MANY pensioners enjoy working on their allotments or similar hobbies in retirement - but 73-year-old Bill Rule is an exception.

The veteran skydiver, who lives in Wheldrake, celebrated 50 years of skydiving by jumping 3,500 feet from an aircraft at Skydive GB, Grindale, near Bridlington, and landed three centimetres from the centre of a target marked by a two-centimetre yellow dot!

Bill is currently in training for the British Skydiving National Championships in classic accuracy, which will be hosted by Skydive GB in September.

“I’ve always got a buzz from skydiving and I’m getting ready for the GB Championships,” said Bill, who has been keeping himself in shape during the Covid lockdown.

“If I can get into the top-five, I will qualify to represent GB in the the World Championships in Russia.”

Bill started jumping when he was stationed in the Army with Allied Forces Central Europe in Brunssum, Holland, back in 1971. He has taken part in many parachute displays in York and throughout the UK, as well as Germany and West Berlin before the wall came down.
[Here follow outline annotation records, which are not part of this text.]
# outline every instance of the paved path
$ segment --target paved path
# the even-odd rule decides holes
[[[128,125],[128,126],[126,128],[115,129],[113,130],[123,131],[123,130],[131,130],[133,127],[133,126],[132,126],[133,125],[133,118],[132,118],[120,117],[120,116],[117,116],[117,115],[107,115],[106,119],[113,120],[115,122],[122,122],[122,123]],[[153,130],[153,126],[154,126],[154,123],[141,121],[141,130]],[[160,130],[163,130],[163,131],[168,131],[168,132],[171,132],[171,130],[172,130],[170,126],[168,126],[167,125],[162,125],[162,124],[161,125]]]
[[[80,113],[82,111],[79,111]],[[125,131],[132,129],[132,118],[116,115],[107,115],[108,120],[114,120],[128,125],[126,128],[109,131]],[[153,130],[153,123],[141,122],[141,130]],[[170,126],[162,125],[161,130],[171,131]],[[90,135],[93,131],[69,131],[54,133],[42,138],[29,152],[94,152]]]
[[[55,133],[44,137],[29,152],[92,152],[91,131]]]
After 26 years in the Army, he worked for the NHS in York for six years before moving west to work as a general manager for a gas maintenance company.
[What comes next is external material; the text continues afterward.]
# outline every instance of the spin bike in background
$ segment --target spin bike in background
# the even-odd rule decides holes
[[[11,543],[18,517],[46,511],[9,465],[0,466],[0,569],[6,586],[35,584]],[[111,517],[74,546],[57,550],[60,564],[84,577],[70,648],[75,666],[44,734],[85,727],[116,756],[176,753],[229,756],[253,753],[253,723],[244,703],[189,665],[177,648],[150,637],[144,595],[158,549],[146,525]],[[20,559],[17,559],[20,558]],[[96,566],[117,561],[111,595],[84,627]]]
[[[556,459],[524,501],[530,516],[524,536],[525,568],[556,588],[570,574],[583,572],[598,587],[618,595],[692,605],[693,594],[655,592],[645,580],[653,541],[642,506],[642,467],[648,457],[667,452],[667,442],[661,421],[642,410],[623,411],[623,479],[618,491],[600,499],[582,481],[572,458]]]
Bill’s most memorable jumps were with the world-famous parachute display team, The Red Devils, when he did a night jump into West Berlin’s Olympic Stadium, landing at half-time of a football match between West Germany and Argentina.

In 1982, at the end of the Falklands War, he jumped from a helicopter to land on the deck of Townsend Thoresen’s Baltic Ferry.

Anybody interested in trying skydiving will be more than welcome at Skydive GB’s Grindale base, whether it be in learning how to skydive or do a tandem jump attached to an instructor, the latter an exciting way to jump for a charity.